Two Kinects: surprisingly functional!

The Kinect is a really handy sensor for robotics.  We’ve been talking about having one Kinect mounted on the wall, to impose a simple global coordinate system; and separate obstacle detection Kinects mounted on each robot.

Surprisingly, multiple Kinects don’t seem to interfere with each other too badly–the Primesense dot detection is smart enough to preferentially recognize its own dots over the dots from the other kinect.

Image from a Kinect, with a second Kinect active on the left side of the frame. Despite the bright glare from the second Kinect’s IR emitter, there is almost no interference in the depth image.

Rover 5 platform test run

Mike just ordered a Sparkfun Rover 5 chassis ($60), and Steven decided to test drive it at 12V using his new quad-bridge driver board, in turn hooked to an Arduino Mega (for the interrupt lines) and an XBee for wireless serial communication.

It’s a nice little platform, big enough to put a laptop and some actuators on, and it moves authoritatively when driven at 12V.  It tracks quite straight even without using the onboard encoders.  Mark, from Mount Edgecumbe, suggested putting on Mechanum wheels, so the chassis can translate sideways too.

We’ll work on a decent mounting system, so all the electronics don’t fall out when the thing tips over!

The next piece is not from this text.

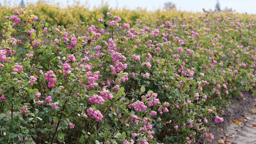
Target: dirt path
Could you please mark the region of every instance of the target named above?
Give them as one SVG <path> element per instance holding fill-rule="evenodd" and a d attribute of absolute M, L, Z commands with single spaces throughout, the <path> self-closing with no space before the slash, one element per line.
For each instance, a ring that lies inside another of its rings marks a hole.
<path fill-rule="evenodd" d="M 245 118 L 240 120 L 241 122 L 233 122 L 226 129 L 226 136 L 232 144 L 256 144 L 256 127 L 252 127 L 256 124 L 256 114 L 249 113 L 245 116 Z"/>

Arduino Serial Latency & Bandwidth vs. Message Size

We’ve been using Arduinos for all our projects, and it was time I got around to benchmarking the serial communication performance.  It’s actually not very fast; even at the maximum baud rate of 115200 bits per second, delivered performance is only a little over 10KB/second each way, and it only hits this bandwidth when sending over 100 bytes at a time.

Arduino Uno to PC roundtrip serial communication bandwidth, as a function of message size.

The problem for small messages seems to be a 4 millisecond minimum roundtrip latency.  Messages over about 40 bytes seem to take several such latencies, so there’s a stair step pattern to the latency.  Paul Stoffregen says this is due to the Uno firmware’s 4.1 millisecond transmit timeout.

Arduino Uno to PC roundtrip serial communication latency, measured in milliseconds, for various message sizes.

Evidently, the Teensy (with direct USB to the chip, not a USB-to-serial onboard) gets about 1ms serial latency.  The same page reported the Duemillanove at 16ms minimum (62Hz!).

Overall, this means you’re only going to get a 250Hz control rate if you’re shipping sensor data from an Arduino Uno up to a PC, and then sending actuator signals back down to the Arduino.  But 250Hz is enough for most hardware projects we’ve been thinking about.

The other annoying problem?  After opening the serial port, the Arduino Uno takes 1.7 seconds to boot before it responds to serial commands.  Anything you send from the PC before that time seems to be lost, not buffered.  The fix is probably to have the Uno send the PC one byte at startup, so the PC knows the Uno is ready.